The second wave of medications that made me do or say crazy shit was just Effexor XR by itself. At first it also seemed to work fine, but eventually it was like I morphed into a literal demon, and I became super aggressive both in real life and through social media, and I began to send death threats towards literally everyone and also began to make up stories about having killed people. It got so bad and intense the police literally had to get involved and take me to the mental hospital. After I got out of the mental hospital I looked on my social media and saw that literally EVERYONE had blocked me. Like literally NO ONE was left that didn't block me. With the poop thing at least more or less half the people were left...this time literally no one was left. And I don't blame them. The poop thing was definitely stupid and gross, but at least it was more innocent and didn't hurt anyone except maybe myself. Now making threats on people's lives and making up stories about having killed people...MUCH more severe.
These days on my social media I have like maybe...4 or 5 acquaintances who didn't block me? But it doesn't really make a difference because I literally can't think of anything to talk about with them anyway. So I don't really access my social media anymore.

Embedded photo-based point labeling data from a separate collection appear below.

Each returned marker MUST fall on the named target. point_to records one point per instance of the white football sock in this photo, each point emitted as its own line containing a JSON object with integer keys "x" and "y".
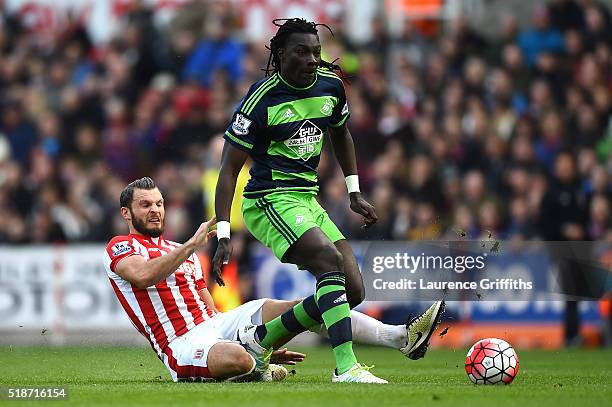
{"x": 370, "y": 331}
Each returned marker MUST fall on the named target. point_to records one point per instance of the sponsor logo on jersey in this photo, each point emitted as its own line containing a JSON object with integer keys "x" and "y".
{"x": 306, "y": 140}
{"x": 327, "y": 107}
{"x": 241, "y": 125}
{"x": 120, "y": 248}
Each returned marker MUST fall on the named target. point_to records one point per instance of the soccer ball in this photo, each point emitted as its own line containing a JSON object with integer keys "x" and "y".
{"x": 491, "y": 361}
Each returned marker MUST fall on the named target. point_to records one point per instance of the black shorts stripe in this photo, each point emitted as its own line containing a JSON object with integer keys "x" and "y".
{"x": 291, "y": 323}
{"x": 280, "y": 219}
{"x": 281, "y": 225}
{"x": 340, "y": 332}
{"x": 312, "y": 309}
{"x": 287, "y": 232}
{"x": 273, "y": 223}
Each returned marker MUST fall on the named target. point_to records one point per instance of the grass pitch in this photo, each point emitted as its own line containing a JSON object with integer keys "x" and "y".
{"x": 135, "y": 377}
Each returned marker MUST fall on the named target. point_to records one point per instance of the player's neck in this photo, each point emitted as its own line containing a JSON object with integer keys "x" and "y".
{"x": 286, "y": 79}
{"x": 134, "y": 232}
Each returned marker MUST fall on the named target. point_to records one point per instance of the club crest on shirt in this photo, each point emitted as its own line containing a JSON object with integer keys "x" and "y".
{"x": 120, "y": 248}
{"x": 327, "y": 108}
{"x": 241, "y": 125}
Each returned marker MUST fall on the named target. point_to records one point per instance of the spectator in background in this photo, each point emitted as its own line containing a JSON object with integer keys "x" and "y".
{"x": 540, "y": 37}
{"x": 218, "y": 51}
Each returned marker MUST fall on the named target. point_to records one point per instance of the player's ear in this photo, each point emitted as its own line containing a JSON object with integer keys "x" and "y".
{"x": 125, "y": 213}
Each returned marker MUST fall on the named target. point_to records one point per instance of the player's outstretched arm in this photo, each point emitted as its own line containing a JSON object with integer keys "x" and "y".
{"x": 144, "y": 273}
{"x": 344, "y": 150}
{"x": 232, "y": 161}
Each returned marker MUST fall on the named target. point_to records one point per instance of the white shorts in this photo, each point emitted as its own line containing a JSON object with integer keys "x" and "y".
{"x": 187, "y": 355}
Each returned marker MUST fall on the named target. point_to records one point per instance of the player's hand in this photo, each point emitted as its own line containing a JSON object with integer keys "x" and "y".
{"x": 286, "y": 357}
{"x": 363, "y": 207}
{"x": 222, "y": 256}
{"x": 201, "y": 236}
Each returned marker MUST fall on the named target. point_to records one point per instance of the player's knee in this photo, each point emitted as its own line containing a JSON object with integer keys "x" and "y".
{"x": 355, "y": 295}
{"x": 243, "y": 363}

The worst part about all this though is that it wasn't even entirely my fault. It was more the fault of whoever prescribed the medications to me. The medications basically made me go into a really psychotic state. Though to be fair I guess they couldn't have predicted the medications would have such a negative effect on me, so I guess it wasn't really anyone's fault in the end. Just an unfortunate set of events that happened how it did. Though this probably could've been avoided if I just didn't access my social media when I realized I was going crazy, though easier said than done, especially in hindsight. If I was going crazy in the first place I probably wouldn't have thought logically enough to just avoid social media in the first place.
Even though I call these people acquaintances instead of friends, and I wasn't really super close to any of them anyway; before at least I had the option to talk to them. Now I don't. Before I had the option to gradually get to know them better and become closer to them. Now I don't.
Overall, it's eh whatever I guess. I plan to die soon anyway, and someone who's going to die doesn't need friends or acquaintances. Even if I did manage to find some I likely wouldn't value them anyway as I don't even value myself. I didn't even really value the "old friends" I did lose, I'm just frustrated that the reason I lost them was because of the psychotic state I was in when I took those mental health medications. I did really stupid shit and lost them. But other than that it's just whatever.